1. 1. 西安交通大学 电子与信息学部, 西安 710049;
2. 西安交通大学 人工智能学院, 西安 710049
• 收稿日期:2020-07-09 修回日期:2020-11-12 出版日期:2021-03-10 发布日期:2020-12-08
• 通讯作者: 苏远歧
• 作者简介:郭文旭(1996-),男,陕西杨凌人,硕士研究生,主要研究方向:计算机视觉、深度学习;苏远歧(1982-),男,江苏如皋人,讲师,博士,CCF会员,主要研究方向:计算机视觉、模式识别;刘跃虎(1962-),男,山西河曲人,教授,博士,主要研究方向:计算机视觉、模式识别。
• 基金资助:
国家自然科学基金资助项目（61973245）。

### YOLOv3 compression and acceleration based on ZYNQ platform

1. 1. Faculty of Electronic and Information Engineering, Xi'an Jiaotong University, Xi'an Shaanxi 710049, China;
2. College of Artificial Intelligence, Xi'an Jiaotong University, Xi'an Shaanxi 710049, China
• Received:2020-07-09 Revised:2020-11-12 Online:2021-03-10 Published:2020-12-08
• Supported by:
This work is partially supported by the National Natural Science Foundation of China (61973245).

Abstract: The object detection networks with high accuracy are hard to be directly deployed on end-devices such as vehicles and drones due to their significant increase of parameters and computational cost. In order to solve the problem, by considering network compression and computation acceleration, a new compression scheme for residual networks was proposed to compress YOLOv3 (You Only Look Once v3), and this compressed network was then accelerated on ZYNQ platform. Firstly, a network compression algorithm containing both network pruning and network quantization was proposed. In the aspect of network pruning, a strategy for residual structure was introduced to divide the network pruning into two granularities:channel pruning and residual connection pruning, which overcame the limitations of the channel pruning on residual connections and further reduced the parameter number of the model.

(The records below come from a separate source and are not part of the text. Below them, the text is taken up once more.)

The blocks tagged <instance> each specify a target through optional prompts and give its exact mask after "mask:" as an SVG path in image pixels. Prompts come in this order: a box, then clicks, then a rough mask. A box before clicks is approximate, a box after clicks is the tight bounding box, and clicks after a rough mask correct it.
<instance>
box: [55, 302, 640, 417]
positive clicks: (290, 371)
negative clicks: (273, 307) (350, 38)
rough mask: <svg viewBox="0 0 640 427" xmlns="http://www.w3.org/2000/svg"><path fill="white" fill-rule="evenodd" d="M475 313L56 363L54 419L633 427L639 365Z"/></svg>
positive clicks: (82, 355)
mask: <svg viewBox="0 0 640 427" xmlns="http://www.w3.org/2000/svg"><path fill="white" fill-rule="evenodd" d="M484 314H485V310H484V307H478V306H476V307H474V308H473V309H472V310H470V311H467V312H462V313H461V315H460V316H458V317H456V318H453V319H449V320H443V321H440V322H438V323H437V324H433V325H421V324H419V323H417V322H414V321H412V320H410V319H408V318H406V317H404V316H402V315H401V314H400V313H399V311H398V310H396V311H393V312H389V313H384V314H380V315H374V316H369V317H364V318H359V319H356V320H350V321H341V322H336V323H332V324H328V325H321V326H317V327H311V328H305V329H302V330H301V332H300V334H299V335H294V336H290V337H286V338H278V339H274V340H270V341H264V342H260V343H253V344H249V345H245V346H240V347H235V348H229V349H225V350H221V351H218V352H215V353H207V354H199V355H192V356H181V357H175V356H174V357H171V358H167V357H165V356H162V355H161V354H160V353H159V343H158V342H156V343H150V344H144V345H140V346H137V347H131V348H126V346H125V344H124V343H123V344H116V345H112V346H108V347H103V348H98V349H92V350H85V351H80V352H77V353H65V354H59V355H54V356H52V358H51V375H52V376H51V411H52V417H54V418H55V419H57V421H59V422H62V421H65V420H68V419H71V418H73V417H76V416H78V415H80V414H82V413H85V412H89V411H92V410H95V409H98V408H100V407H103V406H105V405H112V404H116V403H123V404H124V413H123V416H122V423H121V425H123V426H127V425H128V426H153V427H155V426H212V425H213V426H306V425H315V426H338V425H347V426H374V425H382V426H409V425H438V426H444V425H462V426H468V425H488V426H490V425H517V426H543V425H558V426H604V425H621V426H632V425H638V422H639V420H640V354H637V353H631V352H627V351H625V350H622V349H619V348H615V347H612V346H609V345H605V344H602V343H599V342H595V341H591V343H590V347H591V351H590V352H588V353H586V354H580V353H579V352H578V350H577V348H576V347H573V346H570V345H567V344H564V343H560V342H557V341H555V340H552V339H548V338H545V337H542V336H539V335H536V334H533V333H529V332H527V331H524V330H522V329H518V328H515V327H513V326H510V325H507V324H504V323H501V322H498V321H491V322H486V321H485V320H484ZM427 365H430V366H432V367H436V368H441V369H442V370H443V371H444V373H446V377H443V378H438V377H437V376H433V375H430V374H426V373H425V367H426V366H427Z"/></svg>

In the aspect of network quantization, a relative entropy-based simulated quantization was utilized to quantize the parameters channel by channel, and perform the online statistics of the parameter distribution and the information loss caused by the parameter quantization, so as to assist to choose the best quantization strategy to reduce the precision loss during the quantization process. Secondly, the 8-bit convolution acceleration module was designed and optimized on ZYNQ platform, which optimized the on-chip cache structure and accelerate the compressed YOLOv3 with combining the Winograd algorithm. Experimental results show that the proposed solution can achieve smaller model scale and higher accuracy (7 percent points increased) compared to YOLOv3 tiny. Meanwhile, the hardware acceleration method on ZYNQ platform achieves higher energy efficiency ratio than other platforms, thus helping the actual deployment of YOLOv3 and other residual networks on the end sides of ZYNQ.